Strigolactones are involved in phosphate- and nitrate-deficiency-induced root development and auxin transport in rice | Plant Gene Seeker -PGS | Scoop.it

Journal of Experimental Botany

Andres Zurita's insight:

Strigolactones (SLs) or their derivatives have recently been defined as novel phytohormones that regulate root development. However, it remains unclear whether SLs mediate root growth in response to phosphorus (P) and nitrogen (N) deficiency. In this study, the responses of root development in rice (Oryza sativa L.) to different levels of phosphate and nitrate supply were investigated using wild type (WT) and mutants defective in SL synthesis (d10 and d27) or insensitive to SL (d3). Reduced concentration of either phosphate or nitrate led to increased seminal root length and decreased lateral root density in WT. Limitation of either P or N stimulated SL production and enhanced expression of D10, D17, and D27and suppressed expression of D3 and D14 in WT roots.
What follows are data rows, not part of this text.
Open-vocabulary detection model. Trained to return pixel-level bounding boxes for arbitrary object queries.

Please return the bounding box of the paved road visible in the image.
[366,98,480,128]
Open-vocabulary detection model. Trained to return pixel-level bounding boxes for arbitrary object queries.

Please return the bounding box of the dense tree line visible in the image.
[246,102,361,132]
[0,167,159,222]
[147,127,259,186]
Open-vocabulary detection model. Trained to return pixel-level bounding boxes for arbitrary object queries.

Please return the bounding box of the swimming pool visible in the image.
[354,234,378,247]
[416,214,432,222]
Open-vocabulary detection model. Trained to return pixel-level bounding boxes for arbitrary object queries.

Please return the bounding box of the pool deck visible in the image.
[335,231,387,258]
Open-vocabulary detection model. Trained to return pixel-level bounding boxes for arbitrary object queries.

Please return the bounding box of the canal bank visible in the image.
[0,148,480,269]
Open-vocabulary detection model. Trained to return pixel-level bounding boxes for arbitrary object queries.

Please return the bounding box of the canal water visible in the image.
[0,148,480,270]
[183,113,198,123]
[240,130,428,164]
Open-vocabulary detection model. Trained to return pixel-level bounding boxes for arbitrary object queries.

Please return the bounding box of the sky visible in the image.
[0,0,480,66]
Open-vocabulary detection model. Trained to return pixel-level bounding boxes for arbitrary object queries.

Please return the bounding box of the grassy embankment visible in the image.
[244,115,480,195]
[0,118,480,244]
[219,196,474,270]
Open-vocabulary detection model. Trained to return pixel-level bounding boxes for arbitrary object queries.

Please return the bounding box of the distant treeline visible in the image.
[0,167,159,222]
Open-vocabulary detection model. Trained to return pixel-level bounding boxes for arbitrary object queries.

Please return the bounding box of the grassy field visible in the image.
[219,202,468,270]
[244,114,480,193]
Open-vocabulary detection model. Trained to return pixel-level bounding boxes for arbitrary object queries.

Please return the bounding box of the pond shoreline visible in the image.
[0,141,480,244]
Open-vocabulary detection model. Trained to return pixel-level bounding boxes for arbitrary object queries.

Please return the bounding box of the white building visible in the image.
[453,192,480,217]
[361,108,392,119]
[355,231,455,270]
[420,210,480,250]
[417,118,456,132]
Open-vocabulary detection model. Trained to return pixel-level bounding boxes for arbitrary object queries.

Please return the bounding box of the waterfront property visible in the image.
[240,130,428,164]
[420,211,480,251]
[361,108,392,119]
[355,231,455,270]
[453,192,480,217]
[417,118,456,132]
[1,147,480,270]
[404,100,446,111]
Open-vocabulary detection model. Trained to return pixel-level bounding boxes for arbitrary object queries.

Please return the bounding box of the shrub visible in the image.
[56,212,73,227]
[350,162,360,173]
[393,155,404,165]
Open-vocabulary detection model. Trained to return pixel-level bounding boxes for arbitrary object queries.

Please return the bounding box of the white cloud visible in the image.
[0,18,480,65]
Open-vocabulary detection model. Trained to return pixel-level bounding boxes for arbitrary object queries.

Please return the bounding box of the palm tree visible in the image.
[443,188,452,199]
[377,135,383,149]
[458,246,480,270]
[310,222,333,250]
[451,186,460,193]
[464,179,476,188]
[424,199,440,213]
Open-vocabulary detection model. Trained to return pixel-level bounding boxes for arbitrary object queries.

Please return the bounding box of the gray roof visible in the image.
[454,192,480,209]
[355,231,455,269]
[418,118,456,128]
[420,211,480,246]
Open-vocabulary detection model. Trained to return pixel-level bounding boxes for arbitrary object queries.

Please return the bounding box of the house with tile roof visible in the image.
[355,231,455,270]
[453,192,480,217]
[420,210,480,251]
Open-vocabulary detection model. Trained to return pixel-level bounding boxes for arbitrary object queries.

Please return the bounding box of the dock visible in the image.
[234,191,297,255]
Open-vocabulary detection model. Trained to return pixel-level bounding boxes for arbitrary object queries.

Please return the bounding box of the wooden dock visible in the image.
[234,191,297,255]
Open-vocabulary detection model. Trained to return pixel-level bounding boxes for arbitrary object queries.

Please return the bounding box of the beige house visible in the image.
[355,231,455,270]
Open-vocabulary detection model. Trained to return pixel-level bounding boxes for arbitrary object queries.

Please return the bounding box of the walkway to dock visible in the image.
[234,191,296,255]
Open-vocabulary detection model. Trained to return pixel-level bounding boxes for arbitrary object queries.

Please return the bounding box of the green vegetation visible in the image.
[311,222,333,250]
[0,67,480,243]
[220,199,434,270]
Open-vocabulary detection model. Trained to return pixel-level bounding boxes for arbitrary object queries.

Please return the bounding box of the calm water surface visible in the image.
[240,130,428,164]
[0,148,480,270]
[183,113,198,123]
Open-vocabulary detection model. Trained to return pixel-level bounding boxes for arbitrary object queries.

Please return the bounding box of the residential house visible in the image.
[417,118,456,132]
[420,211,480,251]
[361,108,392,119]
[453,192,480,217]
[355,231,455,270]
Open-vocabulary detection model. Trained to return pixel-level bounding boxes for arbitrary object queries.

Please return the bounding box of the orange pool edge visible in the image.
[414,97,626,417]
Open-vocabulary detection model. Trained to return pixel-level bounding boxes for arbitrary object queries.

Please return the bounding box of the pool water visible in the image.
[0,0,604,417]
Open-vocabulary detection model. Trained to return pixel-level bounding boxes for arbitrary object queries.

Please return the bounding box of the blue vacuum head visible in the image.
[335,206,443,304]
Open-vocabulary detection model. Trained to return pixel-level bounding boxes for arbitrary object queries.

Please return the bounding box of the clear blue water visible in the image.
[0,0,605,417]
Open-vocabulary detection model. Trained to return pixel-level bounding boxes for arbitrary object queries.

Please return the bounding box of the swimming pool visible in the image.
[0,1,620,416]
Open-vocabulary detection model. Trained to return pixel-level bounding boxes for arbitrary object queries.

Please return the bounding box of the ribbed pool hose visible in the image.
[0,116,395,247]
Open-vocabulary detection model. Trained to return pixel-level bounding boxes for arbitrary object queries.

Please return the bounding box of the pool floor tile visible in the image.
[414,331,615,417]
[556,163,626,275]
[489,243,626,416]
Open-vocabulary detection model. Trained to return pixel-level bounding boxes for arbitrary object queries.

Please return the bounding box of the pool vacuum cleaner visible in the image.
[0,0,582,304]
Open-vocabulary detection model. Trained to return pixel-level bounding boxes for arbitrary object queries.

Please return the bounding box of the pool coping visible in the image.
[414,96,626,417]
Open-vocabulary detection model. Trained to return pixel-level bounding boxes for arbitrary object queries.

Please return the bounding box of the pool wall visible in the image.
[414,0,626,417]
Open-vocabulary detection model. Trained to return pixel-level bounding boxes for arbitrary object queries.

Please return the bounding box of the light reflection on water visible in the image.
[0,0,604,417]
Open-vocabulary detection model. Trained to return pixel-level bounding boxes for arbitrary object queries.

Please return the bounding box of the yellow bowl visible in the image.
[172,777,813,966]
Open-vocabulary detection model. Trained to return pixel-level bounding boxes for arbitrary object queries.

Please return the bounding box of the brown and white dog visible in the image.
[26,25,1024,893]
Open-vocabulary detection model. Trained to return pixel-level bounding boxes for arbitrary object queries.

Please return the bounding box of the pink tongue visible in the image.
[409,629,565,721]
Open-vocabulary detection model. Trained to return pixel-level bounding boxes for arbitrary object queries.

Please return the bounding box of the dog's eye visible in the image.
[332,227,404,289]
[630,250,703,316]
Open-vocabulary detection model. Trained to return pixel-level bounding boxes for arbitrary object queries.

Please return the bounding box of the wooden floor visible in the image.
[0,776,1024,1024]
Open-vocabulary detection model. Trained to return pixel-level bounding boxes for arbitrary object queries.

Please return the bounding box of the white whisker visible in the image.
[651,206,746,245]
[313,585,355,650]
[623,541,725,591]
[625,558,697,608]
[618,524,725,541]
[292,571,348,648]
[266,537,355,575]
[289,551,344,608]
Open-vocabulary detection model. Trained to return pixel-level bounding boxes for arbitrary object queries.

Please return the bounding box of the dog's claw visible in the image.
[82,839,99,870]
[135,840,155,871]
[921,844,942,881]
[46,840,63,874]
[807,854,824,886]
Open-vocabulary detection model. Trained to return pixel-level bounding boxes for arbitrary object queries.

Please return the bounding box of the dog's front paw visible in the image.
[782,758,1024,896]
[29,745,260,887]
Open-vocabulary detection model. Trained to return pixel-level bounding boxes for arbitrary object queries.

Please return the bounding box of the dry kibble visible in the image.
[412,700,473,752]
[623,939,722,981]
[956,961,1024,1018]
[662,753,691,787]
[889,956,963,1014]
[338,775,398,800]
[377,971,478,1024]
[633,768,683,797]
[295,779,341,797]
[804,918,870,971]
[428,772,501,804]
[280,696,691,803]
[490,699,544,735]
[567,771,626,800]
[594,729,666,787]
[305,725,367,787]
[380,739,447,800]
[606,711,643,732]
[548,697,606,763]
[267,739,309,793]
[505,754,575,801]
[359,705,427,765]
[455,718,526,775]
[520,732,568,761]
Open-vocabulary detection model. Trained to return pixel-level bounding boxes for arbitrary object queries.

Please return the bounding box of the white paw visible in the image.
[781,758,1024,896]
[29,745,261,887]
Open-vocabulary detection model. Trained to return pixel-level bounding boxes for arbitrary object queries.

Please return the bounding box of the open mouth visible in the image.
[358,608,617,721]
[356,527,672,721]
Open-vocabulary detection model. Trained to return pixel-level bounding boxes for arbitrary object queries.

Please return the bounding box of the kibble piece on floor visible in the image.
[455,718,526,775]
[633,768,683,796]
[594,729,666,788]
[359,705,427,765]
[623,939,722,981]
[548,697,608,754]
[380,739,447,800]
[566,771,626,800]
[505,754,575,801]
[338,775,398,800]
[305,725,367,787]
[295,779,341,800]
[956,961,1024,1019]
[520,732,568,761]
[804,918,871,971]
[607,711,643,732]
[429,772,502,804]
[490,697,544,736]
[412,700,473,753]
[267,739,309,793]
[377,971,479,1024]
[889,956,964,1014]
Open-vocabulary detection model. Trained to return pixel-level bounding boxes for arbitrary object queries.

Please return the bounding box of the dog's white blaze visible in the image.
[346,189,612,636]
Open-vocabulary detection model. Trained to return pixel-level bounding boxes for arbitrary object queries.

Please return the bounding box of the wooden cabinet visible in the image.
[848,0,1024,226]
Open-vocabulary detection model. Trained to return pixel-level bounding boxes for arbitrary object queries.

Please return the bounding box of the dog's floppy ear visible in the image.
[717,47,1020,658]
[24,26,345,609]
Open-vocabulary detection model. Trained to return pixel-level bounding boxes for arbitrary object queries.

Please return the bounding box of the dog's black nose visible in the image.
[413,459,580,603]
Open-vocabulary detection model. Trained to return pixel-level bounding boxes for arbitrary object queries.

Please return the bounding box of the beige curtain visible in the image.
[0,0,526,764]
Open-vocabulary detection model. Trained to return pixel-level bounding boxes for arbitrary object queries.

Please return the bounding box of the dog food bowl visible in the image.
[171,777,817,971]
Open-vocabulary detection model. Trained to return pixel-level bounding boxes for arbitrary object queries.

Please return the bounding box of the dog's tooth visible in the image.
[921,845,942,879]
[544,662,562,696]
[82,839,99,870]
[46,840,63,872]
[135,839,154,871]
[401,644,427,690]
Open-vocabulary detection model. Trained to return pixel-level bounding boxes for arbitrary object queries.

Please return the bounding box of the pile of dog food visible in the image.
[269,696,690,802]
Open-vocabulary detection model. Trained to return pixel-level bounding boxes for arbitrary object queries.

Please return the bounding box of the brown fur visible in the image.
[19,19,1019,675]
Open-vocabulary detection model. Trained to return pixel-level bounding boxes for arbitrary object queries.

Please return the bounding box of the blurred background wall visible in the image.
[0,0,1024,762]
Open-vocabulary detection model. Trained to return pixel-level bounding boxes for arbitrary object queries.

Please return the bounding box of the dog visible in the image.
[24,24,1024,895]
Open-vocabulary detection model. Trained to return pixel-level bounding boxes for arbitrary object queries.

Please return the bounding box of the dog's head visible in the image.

Mutation of D10, D27, or D3 caused loss of sensitivity of root response to P and N deficiency. Application of the SL analogue GR24 restored seminal root length and lateral root density in WT and d10 and d27 mutants but not in the d3 mutant, suggesting that SLs were induced by nutrient-limiting conditions and led to changes in rice root growth via D3. Moreover, P or N deficiency or GR24 application reduced the transport of radiolabelled indole-3-acetic acid and the activity of DR5::GUS auxin reporter in WT and d10 and d27 mutants. These findings highlight the role of SLs in regulating rice root development under phosphate and nitrate limitation. The mechanisms underlying this regulatory role involve D3 and modulation of auxin transport from shoots to roots.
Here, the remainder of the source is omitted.